Edward began to feel nervous. With Stellan gone, there was no way he could get out of the elevator. He couldn't reach the maintenance hatch himself, and he wouldn't dare take the lift to another floor and risk a flood of the dead spilling onto him. Suddenly, the safety and protection of the lift interior felt like a prison. He couldn't imagine a worse way to go.

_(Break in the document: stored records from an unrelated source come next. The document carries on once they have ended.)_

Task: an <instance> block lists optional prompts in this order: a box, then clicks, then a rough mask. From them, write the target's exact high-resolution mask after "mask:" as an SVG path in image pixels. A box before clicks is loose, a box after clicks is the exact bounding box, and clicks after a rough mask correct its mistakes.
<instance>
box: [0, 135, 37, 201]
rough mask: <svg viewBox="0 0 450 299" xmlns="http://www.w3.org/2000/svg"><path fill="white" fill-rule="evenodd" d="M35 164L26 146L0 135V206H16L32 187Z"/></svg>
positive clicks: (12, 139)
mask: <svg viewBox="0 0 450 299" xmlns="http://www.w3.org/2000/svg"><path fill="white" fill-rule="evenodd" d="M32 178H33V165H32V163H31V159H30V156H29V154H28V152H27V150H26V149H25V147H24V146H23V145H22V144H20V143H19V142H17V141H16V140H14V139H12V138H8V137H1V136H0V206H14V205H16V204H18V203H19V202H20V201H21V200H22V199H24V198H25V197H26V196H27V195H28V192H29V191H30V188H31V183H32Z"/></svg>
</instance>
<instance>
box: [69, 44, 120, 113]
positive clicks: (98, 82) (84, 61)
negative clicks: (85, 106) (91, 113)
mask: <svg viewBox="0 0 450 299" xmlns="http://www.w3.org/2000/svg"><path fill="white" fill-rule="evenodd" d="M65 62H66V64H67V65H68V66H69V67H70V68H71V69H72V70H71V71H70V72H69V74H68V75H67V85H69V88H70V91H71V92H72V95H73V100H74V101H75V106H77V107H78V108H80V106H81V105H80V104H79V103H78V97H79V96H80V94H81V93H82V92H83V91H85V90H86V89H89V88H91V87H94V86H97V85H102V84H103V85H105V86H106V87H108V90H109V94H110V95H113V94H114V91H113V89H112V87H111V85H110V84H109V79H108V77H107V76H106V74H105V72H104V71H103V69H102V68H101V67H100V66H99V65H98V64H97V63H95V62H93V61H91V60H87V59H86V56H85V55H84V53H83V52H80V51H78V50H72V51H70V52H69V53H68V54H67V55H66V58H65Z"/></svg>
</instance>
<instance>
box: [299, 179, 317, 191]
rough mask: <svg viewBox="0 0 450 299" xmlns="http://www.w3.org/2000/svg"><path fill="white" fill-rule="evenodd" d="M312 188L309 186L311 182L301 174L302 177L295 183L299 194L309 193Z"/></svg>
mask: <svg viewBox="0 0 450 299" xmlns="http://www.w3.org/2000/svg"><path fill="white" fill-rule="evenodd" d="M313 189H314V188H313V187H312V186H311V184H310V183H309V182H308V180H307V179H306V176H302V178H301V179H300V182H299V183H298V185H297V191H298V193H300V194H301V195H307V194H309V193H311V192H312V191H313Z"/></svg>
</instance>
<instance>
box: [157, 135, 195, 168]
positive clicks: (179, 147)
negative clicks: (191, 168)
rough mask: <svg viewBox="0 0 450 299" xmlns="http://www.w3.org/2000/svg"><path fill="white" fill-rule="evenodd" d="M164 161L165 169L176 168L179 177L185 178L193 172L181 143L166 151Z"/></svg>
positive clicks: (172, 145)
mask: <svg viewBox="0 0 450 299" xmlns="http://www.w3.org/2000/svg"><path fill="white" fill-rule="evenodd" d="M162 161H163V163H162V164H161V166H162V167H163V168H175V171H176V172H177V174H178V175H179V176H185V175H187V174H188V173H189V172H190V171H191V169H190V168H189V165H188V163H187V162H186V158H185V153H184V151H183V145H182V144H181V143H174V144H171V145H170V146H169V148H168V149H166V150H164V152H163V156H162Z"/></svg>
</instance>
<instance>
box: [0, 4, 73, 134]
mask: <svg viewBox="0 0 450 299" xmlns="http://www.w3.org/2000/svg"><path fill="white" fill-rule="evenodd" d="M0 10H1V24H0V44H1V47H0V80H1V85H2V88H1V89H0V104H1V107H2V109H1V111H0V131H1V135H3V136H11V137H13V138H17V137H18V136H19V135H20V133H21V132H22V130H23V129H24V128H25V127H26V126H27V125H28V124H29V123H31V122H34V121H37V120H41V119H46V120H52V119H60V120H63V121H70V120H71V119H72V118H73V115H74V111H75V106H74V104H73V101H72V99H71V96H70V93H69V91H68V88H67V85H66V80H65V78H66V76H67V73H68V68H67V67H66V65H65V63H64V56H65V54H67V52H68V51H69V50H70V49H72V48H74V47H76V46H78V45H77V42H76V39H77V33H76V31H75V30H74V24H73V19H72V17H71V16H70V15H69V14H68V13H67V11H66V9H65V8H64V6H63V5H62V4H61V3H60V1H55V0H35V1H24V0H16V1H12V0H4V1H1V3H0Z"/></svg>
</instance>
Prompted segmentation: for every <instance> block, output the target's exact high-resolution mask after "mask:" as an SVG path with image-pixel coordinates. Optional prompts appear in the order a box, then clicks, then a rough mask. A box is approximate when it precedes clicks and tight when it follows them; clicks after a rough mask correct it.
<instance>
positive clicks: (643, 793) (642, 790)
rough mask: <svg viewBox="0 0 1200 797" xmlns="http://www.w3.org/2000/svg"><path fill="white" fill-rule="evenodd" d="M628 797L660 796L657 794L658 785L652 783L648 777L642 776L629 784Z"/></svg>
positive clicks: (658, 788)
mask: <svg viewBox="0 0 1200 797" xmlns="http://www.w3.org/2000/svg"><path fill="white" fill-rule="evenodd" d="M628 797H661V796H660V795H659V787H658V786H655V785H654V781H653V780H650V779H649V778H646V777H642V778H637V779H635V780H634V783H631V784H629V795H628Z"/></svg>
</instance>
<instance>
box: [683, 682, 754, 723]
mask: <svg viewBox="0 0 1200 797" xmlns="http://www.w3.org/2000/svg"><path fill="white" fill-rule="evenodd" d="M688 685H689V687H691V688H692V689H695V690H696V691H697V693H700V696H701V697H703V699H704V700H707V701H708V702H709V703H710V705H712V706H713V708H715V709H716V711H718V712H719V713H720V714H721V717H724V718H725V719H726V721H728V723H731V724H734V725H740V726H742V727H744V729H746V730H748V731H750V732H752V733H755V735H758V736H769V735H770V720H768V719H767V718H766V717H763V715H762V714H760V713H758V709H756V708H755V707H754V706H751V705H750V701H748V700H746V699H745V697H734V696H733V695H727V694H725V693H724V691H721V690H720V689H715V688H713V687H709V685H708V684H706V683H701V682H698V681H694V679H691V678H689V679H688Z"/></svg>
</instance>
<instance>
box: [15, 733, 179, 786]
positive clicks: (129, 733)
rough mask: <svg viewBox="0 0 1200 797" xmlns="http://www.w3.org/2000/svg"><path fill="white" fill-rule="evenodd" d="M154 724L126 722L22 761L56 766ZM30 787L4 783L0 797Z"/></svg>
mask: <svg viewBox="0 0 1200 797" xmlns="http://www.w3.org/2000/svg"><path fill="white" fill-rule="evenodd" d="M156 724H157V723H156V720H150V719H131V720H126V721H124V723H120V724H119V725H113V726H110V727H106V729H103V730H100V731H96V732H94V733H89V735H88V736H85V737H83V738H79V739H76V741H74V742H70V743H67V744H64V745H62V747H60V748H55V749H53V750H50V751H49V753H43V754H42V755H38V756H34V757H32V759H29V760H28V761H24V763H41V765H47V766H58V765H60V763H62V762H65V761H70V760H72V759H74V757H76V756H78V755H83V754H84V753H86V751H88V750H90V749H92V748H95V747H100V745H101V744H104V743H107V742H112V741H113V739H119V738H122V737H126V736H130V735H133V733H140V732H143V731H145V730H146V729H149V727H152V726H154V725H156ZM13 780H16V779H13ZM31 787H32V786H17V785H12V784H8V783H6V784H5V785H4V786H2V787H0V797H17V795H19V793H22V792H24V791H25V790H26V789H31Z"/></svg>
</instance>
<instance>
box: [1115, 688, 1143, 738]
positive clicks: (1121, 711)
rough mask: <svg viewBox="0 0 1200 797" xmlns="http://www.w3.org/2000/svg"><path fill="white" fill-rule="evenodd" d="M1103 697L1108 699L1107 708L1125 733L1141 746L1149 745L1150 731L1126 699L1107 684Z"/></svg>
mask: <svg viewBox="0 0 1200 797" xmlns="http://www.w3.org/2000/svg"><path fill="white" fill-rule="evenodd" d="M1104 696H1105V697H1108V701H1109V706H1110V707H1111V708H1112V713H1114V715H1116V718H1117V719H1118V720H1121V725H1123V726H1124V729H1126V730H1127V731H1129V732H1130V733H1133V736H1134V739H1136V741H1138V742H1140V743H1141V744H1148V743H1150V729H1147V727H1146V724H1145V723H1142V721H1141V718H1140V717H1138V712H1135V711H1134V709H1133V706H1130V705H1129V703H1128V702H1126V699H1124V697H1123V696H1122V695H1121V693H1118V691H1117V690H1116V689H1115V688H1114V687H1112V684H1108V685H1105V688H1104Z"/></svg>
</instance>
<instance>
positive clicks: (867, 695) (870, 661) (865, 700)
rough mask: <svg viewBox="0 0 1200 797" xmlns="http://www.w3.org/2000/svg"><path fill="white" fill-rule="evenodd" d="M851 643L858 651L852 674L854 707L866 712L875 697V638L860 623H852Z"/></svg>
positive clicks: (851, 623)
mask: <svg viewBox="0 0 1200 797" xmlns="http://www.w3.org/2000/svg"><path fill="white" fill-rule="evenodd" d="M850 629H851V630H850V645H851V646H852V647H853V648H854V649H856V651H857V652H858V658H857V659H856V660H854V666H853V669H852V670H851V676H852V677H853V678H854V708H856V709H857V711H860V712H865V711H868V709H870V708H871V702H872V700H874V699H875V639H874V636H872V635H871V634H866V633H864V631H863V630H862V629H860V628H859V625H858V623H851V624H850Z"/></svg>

He wasn't convinced Stellan was coming back. If he were Stellan, he would consider just leaving him there. Pitiful Edward. Awkward, stupid Edward. Maybe he should get cozy after all, he thought. Maybe he should just curl into a ball and wait for death.
"Stellan?" he said.
The worst part about it was Edward wouldn't have blamed him. Edward had cost Stellan so much already, and all he wanted was the chance to pay him back. If it meant being left behind, he supposed he would accep
t it.
"Chief?"
A couple of thuds struck the lift's roof, and Edward's first thought was not that Stellan had returned. Panicked, Edward first thought it was one of the dead coming to get him. He heard a dry dragging sound as whatever was up there shuffled its feet, no doubt preparing to climb down the hole for him.
So Edward held his pistol at the ready and pointed it at the maintenance hatch. He wasn't going to give up without a fight. No, not lonely Edward.
A pair of boots dangled through the hatch, and then they dropped.
Edward wanted to squeeze the trigger. In his moment of panic, firing seemed like it was the only choice. It was better to be safe than sorry.
The boots landed on the floor, and when Stellan saw the gun leveled at him, he put his hands up.
"Jesus, man!" he said.
Relief and then embarrassment flooded Edward's face. "I'm so sorry. It's just that you left, and I didn't know where you went, and you didn't answer when I called and—"
"Edward," Stellan interrupted. "Would you put your weapon down?"
Edward looked at his pistol dumbfounded, like he had forgotten he was holding it. "Right." He lowered it to his side. "Sorry about that."
"Stop apologizing. Let's just agree to not point our weapons at each other."
"Agreed." Edward nodded. They both took a breath. "What did you find?"
"All clear," Stellan said. "Something strange, though."
Edward looked to Stellan questioningly, but he simply started the lift once more, completing their ascent to the top of the Atlas.
Six
They found Pierce's cabin mostly as it should have been. The hall from the lift to the door was quiet and clean, but Stellan had found the hatch door left open, and a stack of books had been knocked over into the middle of the living room. A bottle of Pierce's whisky stood on the table in the corner, missing some of its volume since Stellan had last seen it.